Memoirs

Loss, a Memoir.

We turned Mother in her bed, my brother and I, five or six times a day to relieve pressure on bedsores. Always a slim woman, she was now so slight I could lift her shoulders clear of the bedsheet with one hand. She would allow us to clean her soiling and perform her ablutions, even when a nurse was living in. This might wake her briefly enough for her to say, ‘Oh, I’m sorry, I am such a nuisance for you.’ So we would kiss her to sleep leaving our tears wet on her brow. She was dying of uterine cancer.

Once considered a South Seas beauty, wide eyes, falls of ebony hair, her eyelids a richer bronze than her cheeks, hibiscus in her hair, her eyes are now dulled, mouth tight in case of uttering a cry, hair drifting across her face like a shadow. She had passed her sixty-fifth birthday in this bed, she from the family Mahitena, whose womenfolk could typically hope to become centenarian.

We felt the loss of her already, were sorrowful for her pain and her crippledness, we willed her to be strengthened for a little longer by the energies of our devotion. She would never again draw out our consciousness into her own, as does a mother begin this practice with her warmth and rhythms so, when her infant has sight enough to focus on her gaze, her invitation is clear, ‘Come out and enter with me, and we shall be together.’

Does the sharing of conscious states begin so early? When I look into the eyes of a swaddled babe, and receive a smile in return, am I watching pleasure grow from a small amount of consciousness shared? Watching two toddling girls at play, their gazes meet, they smile, do they begin a small event of an interior meeting, an exchange? Of two models of consciousness, one sharing, one solitary, how will the competition between them play out? Which will naturally select towards abundance? Which will carry on humankind?

Came the summer Mother shivered whilst we wore little, her lucid moments were few, her usual condition was sleep and, when she was no longer able to clear her throat, her doctor said she could not last the night. Our house was from an earlier century, cavernous, so small sounds carried the wide corridors, and we chose a funereal quietude although, had she been able to choose, Mother would have preferred sounds of gaiety from those she had brought into the world, from her broken husband, her kindly friends, but this was not in us.

Closing on midnight, her breathing was strained and carried into recurring stanzas of rattling. We all left the room for the gardens so she could die in peace. Dying in peace meant dying alone, not a condition she would have allowed for any of us. I returned to her room, laid full length beside her and rolled her to me so her head rested on my breast. This, for a few minutes, quieted the rattles. Does she know we are together?

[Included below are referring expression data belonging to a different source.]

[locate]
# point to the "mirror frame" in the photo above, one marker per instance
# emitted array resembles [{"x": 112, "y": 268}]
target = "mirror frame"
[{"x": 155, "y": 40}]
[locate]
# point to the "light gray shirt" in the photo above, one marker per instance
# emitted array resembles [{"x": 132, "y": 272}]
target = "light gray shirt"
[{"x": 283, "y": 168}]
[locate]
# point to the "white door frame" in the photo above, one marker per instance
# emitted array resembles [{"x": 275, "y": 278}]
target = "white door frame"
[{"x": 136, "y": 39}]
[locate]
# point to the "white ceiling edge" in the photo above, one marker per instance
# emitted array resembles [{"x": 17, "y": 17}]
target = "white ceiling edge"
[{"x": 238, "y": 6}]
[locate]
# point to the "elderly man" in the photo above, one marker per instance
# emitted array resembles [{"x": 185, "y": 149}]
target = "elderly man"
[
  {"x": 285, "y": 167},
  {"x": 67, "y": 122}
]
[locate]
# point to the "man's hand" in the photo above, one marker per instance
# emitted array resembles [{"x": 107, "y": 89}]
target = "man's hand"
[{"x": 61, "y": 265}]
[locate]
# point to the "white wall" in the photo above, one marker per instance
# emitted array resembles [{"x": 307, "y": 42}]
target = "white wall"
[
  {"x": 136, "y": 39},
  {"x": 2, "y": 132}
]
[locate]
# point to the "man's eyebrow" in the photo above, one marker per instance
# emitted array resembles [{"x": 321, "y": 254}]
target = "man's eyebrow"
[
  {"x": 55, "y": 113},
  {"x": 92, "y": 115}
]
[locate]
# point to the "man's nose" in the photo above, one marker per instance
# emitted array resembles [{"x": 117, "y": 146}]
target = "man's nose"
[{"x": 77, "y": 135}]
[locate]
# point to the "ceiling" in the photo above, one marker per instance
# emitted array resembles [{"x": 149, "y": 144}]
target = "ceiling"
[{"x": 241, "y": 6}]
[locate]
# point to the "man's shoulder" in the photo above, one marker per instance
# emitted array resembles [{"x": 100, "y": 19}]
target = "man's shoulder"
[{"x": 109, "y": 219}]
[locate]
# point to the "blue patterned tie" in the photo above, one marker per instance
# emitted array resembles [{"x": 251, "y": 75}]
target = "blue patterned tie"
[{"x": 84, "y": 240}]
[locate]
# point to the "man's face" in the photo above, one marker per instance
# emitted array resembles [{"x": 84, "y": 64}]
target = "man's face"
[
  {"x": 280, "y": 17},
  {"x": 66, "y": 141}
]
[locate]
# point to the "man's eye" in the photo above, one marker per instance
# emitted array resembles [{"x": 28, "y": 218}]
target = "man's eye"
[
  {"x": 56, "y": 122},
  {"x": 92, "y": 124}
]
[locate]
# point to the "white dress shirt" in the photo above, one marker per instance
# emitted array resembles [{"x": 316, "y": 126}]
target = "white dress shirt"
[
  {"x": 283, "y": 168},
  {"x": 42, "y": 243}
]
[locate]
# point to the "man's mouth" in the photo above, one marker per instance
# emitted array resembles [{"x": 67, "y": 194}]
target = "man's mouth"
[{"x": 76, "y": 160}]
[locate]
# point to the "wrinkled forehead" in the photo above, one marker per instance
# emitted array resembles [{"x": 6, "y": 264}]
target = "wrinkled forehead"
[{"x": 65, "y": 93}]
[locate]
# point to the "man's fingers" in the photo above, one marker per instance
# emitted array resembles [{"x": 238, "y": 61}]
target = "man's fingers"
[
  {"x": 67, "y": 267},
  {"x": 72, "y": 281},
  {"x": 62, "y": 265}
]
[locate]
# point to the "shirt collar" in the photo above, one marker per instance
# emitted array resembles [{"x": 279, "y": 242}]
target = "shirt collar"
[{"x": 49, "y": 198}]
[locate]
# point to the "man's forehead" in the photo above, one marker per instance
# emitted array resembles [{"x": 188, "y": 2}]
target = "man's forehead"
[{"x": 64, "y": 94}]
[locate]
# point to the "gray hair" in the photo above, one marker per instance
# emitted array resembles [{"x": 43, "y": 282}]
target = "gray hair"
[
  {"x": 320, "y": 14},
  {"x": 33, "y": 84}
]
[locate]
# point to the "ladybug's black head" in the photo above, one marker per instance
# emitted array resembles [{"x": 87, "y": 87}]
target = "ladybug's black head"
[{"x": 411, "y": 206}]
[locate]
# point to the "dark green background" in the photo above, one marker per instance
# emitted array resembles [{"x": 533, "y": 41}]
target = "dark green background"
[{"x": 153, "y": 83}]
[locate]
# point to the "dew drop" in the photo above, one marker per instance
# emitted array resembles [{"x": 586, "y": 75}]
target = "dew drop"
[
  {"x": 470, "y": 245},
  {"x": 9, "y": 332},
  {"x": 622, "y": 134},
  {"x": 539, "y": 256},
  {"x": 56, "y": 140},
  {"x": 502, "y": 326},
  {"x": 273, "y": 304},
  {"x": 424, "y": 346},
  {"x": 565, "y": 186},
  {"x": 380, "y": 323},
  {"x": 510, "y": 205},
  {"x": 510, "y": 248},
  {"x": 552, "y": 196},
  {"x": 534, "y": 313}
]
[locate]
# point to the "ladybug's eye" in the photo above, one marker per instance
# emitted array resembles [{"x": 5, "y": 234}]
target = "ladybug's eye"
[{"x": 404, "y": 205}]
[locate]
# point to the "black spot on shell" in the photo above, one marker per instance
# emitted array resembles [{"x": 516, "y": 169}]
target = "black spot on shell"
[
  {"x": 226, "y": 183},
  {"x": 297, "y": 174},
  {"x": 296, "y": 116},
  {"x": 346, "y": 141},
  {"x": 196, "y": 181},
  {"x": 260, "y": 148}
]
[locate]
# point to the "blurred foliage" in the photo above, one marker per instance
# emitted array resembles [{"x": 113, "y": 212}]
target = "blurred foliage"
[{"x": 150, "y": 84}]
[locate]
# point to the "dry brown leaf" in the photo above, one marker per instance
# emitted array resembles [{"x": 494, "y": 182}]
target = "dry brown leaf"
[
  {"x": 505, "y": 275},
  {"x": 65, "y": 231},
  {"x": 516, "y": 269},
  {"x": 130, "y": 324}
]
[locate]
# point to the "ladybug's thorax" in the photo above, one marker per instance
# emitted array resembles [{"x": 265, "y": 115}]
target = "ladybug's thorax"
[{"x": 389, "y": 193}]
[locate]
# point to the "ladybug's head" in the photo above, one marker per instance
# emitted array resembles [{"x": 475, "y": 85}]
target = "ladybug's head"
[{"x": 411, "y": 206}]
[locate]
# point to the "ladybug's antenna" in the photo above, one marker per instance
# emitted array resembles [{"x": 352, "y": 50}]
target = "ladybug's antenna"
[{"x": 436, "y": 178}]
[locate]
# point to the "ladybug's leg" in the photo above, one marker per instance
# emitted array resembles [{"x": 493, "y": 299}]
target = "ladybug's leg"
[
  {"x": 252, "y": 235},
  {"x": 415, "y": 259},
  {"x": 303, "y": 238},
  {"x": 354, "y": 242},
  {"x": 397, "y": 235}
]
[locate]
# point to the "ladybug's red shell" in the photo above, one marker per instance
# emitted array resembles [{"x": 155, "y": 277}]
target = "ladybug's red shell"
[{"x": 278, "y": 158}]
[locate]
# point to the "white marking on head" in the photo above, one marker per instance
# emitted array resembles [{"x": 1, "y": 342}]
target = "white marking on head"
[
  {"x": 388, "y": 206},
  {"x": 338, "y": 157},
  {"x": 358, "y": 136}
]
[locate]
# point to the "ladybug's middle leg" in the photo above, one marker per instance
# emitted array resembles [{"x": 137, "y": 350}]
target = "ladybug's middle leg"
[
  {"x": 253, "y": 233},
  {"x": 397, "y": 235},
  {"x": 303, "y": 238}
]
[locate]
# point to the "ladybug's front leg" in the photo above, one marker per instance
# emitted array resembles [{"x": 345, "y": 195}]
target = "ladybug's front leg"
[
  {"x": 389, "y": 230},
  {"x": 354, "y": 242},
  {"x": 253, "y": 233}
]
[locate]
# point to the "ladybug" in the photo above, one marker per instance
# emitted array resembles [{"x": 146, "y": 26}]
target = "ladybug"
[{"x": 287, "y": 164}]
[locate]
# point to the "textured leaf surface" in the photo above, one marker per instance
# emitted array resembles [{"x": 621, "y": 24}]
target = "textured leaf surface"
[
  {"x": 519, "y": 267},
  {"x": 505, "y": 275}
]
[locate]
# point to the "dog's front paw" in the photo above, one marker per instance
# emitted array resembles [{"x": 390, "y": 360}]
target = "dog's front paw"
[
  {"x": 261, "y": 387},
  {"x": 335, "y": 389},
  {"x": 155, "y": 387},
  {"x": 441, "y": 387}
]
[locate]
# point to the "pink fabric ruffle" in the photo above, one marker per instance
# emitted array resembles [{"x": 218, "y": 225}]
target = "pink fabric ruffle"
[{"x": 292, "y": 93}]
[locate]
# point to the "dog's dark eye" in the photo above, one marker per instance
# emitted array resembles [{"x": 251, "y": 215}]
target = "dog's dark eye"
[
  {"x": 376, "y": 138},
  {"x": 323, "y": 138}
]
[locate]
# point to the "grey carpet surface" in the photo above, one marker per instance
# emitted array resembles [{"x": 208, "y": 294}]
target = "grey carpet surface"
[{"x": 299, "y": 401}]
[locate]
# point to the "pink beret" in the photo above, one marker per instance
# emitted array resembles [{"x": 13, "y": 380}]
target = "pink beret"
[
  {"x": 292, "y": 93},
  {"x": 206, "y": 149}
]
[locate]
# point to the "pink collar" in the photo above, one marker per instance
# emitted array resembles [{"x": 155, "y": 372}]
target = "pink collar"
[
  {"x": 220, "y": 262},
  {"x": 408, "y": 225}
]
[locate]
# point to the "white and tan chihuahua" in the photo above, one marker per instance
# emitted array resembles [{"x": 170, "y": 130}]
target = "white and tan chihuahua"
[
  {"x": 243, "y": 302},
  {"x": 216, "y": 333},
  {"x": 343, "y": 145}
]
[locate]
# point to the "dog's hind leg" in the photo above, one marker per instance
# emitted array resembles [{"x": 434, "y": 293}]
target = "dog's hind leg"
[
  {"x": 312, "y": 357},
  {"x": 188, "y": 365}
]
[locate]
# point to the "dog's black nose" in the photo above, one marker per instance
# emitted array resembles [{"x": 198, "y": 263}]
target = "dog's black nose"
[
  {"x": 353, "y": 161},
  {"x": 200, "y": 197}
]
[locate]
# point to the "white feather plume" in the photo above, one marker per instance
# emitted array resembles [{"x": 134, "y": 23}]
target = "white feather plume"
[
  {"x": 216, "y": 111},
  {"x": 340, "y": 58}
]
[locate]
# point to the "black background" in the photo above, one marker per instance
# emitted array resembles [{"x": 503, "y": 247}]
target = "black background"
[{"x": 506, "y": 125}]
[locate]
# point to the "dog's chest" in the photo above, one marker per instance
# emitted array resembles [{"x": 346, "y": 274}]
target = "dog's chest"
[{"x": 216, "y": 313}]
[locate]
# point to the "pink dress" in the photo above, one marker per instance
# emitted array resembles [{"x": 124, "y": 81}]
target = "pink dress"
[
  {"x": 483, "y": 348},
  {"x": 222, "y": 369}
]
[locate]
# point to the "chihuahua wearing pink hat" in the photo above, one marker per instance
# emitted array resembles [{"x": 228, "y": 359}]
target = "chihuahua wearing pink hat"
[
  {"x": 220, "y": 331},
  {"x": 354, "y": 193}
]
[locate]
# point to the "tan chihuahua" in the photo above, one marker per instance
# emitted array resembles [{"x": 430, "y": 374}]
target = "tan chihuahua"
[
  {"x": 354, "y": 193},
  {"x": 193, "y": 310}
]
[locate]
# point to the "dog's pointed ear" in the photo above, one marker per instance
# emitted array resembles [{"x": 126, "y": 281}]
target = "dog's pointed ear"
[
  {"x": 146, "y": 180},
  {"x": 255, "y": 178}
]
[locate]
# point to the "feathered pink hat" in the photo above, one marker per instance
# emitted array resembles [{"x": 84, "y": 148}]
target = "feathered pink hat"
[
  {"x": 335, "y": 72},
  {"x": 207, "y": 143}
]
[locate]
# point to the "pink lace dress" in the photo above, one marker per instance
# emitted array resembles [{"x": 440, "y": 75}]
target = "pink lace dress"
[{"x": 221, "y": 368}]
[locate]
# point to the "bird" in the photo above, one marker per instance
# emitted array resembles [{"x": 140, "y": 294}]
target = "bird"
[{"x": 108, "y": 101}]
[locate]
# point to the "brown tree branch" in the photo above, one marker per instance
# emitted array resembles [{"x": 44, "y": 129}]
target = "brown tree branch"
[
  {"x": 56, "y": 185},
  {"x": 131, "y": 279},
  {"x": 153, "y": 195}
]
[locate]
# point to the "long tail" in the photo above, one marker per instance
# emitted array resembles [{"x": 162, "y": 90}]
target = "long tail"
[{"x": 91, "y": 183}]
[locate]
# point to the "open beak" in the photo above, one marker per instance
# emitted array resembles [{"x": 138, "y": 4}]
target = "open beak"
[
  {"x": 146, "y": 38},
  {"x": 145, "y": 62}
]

From the gardens come the sounds of conversation, of insects exploding in the lanterns, friends talk, some with her doctor, our father sobs into a trembling tumbler of whiskey, my brother hugs him, my brother not yet out of his teens has two years to live when, driven into a wildness by our father’s unyielding criticism of his girlfriends, will die in a racecar crash, but tonight he hugs him.

Mother’s rattles have placated a little, I am pressing her back with a circular stroke I have seen her use to comfort tearful babies among whom no doubt I was one, hoping she might be comforted by my warmth and rhythms in return, might sense my gratitude for her ability to tease out in me some capacity for understanding, to find empathy is an extension into some common consciousness, beginning when I first gazed into her eyes.